Maj. William R. Fredenberg of the Menominee Indian Tribe of Wisconsin walked on July 21. He was a retired United States Air Force veteran and a distinguished member of the tribe.
“On behalf of the Menominee Indian Tribe, I extend to Major Fredenberg’s wife Elizabeth and to his children our heartfelt sympathy. We also express our deepest appreciation for his extraordinary service to our country. His continuous acts of bravery in the face of adversity will forever remain symbolic of a Menominee warrior,” Craig Corn, tribal chairman, said upon learning of his death according to a Menominee press release.
Fredenberg, who enlisted in the Army Air Corps in 1942, went to Europe where he was assigned to a fighter-bomber squadron, flying bombing missions following his graduation from flight training. He was shot down over France and taken prisoner during his 27th mission on June 17, 1944. He led a successful escape of 13 prisoners, joining the Free French in sabotaging and attacking the enemy.

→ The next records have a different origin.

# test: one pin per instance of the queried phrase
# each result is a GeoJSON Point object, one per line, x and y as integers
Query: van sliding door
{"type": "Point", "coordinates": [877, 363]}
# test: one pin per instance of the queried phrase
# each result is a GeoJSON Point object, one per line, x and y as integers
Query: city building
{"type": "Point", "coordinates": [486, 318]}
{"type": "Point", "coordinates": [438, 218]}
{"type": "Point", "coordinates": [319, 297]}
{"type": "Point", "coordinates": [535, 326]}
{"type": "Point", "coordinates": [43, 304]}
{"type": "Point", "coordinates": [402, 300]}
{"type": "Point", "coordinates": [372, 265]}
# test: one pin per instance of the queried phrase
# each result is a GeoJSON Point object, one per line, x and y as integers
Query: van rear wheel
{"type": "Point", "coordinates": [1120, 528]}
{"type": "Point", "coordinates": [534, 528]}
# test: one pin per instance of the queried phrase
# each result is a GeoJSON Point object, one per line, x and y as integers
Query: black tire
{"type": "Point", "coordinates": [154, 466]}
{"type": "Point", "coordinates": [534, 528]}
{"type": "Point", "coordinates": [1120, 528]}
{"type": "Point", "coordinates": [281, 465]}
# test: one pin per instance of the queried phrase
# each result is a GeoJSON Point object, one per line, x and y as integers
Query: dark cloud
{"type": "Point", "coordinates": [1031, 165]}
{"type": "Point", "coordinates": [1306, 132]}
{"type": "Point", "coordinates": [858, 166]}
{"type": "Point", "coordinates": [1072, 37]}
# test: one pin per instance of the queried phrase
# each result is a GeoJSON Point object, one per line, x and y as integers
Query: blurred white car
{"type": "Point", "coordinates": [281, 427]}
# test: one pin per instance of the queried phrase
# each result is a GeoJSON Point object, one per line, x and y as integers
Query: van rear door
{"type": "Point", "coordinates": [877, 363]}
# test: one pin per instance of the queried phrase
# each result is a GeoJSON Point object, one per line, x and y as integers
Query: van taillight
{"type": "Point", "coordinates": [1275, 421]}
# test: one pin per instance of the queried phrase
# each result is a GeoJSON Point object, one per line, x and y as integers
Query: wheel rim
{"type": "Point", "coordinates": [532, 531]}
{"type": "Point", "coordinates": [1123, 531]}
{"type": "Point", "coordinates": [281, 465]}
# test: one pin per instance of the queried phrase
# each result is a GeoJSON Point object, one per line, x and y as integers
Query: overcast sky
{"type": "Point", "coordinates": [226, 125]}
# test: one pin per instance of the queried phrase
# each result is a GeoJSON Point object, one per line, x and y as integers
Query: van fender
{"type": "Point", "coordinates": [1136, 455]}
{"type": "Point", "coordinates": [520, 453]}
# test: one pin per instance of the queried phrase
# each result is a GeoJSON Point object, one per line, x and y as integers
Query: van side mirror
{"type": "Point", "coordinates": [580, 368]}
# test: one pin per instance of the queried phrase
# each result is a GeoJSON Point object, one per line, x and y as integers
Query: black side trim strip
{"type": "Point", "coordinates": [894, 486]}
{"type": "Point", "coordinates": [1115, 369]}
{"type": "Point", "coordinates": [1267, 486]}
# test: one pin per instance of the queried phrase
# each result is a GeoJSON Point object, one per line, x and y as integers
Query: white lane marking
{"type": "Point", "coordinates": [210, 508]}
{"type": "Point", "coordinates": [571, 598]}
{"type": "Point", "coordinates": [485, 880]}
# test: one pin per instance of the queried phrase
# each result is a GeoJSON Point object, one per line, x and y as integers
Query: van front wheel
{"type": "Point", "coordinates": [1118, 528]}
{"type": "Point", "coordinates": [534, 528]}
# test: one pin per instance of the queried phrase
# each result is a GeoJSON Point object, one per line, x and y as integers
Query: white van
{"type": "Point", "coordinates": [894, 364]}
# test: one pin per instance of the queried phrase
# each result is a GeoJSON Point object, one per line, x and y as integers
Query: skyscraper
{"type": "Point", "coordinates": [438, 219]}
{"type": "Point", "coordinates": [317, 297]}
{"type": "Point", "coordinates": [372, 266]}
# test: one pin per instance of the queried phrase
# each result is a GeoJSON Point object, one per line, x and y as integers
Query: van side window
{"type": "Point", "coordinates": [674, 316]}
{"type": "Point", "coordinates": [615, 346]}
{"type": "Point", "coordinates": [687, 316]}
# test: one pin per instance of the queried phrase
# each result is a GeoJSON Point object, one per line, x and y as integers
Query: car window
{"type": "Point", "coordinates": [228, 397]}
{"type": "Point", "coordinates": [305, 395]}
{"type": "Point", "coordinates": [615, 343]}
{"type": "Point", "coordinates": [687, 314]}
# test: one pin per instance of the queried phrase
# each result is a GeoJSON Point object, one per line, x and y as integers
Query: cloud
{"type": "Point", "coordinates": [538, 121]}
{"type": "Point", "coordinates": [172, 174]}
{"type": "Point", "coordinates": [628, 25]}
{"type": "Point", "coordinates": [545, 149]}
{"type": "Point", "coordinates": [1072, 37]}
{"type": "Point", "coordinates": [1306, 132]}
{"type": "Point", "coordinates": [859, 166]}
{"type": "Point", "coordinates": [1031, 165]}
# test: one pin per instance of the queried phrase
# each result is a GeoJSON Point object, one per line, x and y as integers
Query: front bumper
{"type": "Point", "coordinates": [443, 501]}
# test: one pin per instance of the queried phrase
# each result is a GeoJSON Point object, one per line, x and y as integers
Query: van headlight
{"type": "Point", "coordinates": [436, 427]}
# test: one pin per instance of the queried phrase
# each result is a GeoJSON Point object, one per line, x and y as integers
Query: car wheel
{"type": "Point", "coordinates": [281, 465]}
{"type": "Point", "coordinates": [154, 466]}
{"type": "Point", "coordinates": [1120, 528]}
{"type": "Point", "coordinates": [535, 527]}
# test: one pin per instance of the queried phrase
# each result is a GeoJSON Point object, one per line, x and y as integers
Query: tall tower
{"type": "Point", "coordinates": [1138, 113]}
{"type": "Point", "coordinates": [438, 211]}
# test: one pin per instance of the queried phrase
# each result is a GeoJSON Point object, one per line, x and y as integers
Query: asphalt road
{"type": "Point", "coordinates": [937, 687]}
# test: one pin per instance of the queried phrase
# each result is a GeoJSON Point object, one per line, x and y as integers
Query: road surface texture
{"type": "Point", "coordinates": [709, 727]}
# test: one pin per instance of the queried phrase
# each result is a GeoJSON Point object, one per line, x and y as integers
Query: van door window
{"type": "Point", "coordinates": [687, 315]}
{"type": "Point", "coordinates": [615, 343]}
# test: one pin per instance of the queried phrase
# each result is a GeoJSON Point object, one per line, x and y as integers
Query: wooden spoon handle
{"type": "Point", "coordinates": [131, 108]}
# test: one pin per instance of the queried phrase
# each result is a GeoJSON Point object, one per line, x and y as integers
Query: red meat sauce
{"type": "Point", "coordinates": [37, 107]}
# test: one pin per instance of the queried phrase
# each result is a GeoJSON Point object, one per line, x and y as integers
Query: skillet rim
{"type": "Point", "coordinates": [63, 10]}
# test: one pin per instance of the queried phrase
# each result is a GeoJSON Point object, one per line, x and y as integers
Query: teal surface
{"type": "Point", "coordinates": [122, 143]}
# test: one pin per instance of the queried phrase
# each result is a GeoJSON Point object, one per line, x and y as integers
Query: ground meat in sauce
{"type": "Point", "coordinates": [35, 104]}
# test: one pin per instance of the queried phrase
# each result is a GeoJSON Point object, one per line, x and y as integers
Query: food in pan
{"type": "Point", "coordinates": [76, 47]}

Fredenberg returned to Europe in October 1944 and was discharged in 1945 after receiving the Distinguished Flying Cross and the Air Medal with two oak leaf clusters.
But for Fredenberg, his service time wasn’t over. In 1950 he re-entered the Air Force and was sent to Japan. After three years, he returned to the United States and became an instructor pilot only to head back into combat during the Vietnam War.
According to the press release, “[o]n August 2 and 3, 1966, he distinguished himself by extraordinary achievement while participating in aerial flight as an AC-47 Gunship pilot near Pleiku Air Base [, Vietnam]. For his courage, skill and resolute determination, he received his second Distinguished Flying Cross. He retired from active duty in 1969 having been awarded the Distinguished Flying Cross with two oak leaf clusters and the Air Medal with 15 oak leaf clusters.”
A memorial services was held for Fredenberg on August 18th.